At NUCAR, scientists from across Northwestern are working together to improve the diagnosis and treatment of patients with cardiac rhythm disorders. Great strides have been made in the treatment of these disorders over the last few decades. However, some of the limitations of currently available therapies stem from the vast heterogeneity in the underlying causes and clinical presentations of cardiac arrhythmias and major gaps in our understanding of the fundamental mechanisms underlying their development. Treatments targeting key molecular mechanisms, technological advances that offer personalization of care, and a deeper understanding of the genetic causes are just some of the advances that can be expected to significantly improve current arrhythmia therapies.
NUCAR is comprised of an interdisciplinary team of clinicians, clinical researchers, and research scientists who share the common goal of improving the lives of those with cardiac arrhythmias. Our Center serves this goal by providing space and shared resources for an interdisciplinary research environment, providing grants and fellowships to train the next generation of arrhythmia researchers, and partnering with the Bluhm Cardiovascular Institute to provide world-class patient care.
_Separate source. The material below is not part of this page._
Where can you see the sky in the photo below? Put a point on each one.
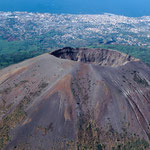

Given the complexity of these disorders, I believe that progress is best made by leveraging the depth and breadth of expertise across our remarkable University and across disciplines—cardiology, electrophysiology, epidemiology, radiology, engineering, and computer science—to better understand and treat these diseases. The Center serves as an incubator for novel arrhythmia-related research from cell to bedside and builds on the outstanding clinical cardiology program already present at Northwestern Medicine.
We hope you find our site informative and welcome you to contact us with your questions and comments.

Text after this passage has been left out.